Giving Morgan Stanley the benefit of the doubt, the fundamental question is whether the mega-banks should be doing these types of transactions with governments even if they are fairly priced and disclosures are made. This is not a question whether Morgan Stanley or any other bank violated a law or even intentionally misled the governmental customer (though to think that banks uniformly resist the temptation to rip off government customers by slight manipulation of valuation assumptions or other methods is really naïve beyond imagination). The answer to that question must await further disclosures.

At the threshold, it is a question of morality and fundamental fairness. First of all, it is abundantly clear that very few governments are able to comprehend the complex risks of derivatives. Furthermore, outside advisors to governments, who are after all financial markets participants, are often only marginally better qualified to evaluate the transactions than their clients. And they almost always have significant interest in currying the favor of the mega-banks that they are hired to evaluate.

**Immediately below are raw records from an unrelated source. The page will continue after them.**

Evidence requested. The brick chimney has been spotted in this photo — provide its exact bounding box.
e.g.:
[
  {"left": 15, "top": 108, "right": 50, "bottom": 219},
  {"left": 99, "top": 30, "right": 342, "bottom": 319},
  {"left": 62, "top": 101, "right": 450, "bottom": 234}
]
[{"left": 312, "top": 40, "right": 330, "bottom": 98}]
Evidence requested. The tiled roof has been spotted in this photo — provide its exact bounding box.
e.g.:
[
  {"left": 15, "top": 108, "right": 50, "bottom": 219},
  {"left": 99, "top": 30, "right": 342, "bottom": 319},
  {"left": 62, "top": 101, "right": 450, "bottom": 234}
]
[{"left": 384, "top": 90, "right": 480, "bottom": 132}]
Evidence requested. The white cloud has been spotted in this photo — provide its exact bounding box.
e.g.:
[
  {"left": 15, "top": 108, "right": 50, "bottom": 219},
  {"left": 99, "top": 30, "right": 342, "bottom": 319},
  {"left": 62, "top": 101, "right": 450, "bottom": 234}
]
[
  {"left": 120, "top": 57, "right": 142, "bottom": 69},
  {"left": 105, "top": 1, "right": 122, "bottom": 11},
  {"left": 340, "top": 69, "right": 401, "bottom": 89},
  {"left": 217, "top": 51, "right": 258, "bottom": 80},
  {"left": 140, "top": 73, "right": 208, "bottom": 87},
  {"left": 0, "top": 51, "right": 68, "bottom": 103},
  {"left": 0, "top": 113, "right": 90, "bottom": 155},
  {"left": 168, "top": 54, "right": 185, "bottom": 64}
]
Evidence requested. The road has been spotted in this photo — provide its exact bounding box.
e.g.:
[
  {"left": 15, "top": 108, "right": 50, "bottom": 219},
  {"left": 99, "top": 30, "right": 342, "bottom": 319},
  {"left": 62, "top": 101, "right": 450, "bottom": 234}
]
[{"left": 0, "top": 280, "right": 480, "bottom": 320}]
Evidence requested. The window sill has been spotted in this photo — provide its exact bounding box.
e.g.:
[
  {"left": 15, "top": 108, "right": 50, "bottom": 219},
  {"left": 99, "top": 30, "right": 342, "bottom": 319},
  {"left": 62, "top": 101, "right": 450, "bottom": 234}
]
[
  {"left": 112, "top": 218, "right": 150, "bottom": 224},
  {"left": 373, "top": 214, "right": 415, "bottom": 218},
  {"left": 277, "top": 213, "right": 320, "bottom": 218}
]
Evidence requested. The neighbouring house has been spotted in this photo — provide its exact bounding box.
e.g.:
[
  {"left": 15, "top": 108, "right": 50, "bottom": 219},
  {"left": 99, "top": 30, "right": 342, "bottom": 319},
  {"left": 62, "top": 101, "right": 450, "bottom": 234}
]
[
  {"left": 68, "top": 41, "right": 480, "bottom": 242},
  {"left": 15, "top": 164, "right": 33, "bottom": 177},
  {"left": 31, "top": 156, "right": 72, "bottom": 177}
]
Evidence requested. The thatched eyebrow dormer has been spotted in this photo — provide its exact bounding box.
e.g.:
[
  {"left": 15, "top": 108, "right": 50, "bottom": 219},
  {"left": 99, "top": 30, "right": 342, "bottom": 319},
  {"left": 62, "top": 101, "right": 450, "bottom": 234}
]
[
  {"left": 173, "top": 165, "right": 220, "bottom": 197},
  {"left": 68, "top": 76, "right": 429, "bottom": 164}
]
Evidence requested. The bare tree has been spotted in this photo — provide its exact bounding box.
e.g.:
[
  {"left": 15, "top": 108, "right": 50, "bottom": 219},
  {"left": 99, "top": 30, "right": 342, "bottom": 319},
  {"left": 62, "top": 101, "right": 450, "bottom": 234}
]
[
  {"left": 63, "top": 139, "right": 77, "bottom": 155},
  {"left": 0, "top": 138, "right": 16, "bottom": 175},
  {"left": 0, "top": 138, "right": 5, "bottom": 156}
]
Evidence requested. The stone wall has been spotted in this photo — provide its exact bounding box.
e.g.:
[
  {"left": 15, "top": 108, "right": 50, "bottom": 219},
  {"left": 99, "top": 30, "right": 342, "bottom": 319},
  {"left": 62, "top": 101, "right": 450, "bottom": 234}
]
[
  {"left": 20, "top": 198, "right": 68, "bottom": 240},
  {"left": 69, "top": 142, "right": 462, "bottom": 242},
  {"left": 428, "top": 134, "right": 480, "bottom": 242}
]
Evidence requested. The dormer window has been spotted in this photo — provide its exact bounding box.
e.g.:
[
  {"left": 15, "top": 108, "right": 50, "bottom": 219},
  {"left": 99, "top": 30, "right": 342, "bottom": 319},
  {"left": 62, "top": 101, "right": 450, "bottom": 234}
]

But most important, these transactions are often designed to drive a wedge between decision-makers, who are constantly concerned with elections and short-term results, and the interests of the publics that they serve. Governments are not business corporations. Elected officials live and die by cash budgets, not returns on investment in plant and equipment. Cash today has a present value to a corporation based on the value of the productive use of that cash. For a politician, the present value may be infinite in terms of electoral results. In our societies, drug users face consequences that often include criminal sanctions. But pushers face far greater sanctions. In judging the morality and fairness of banks offering structured derivatives to governments, the analogy is apt.

An example that I am personally familiar with might provide a good example to today's banks. When Orange County, California, was looking to do a huge interest rate swap deal in the late 80s, one firm decided not to participate in the lucrative opportunity: the pre-Greg Smith era Goldman Sachs. By 1994, the county had lost $1.5 billion on the derivatives deal and declared bankruptcy, dragging most of Wall Street into protracted litigation. The co-head of Goldman's fixed income division, Marc Winkelman, retrieved the letter he had sent turning down the deal and hung a framed copy in his office.

There just may be executives at Morgan Stanley that wish they had such a letter hanging on the wall.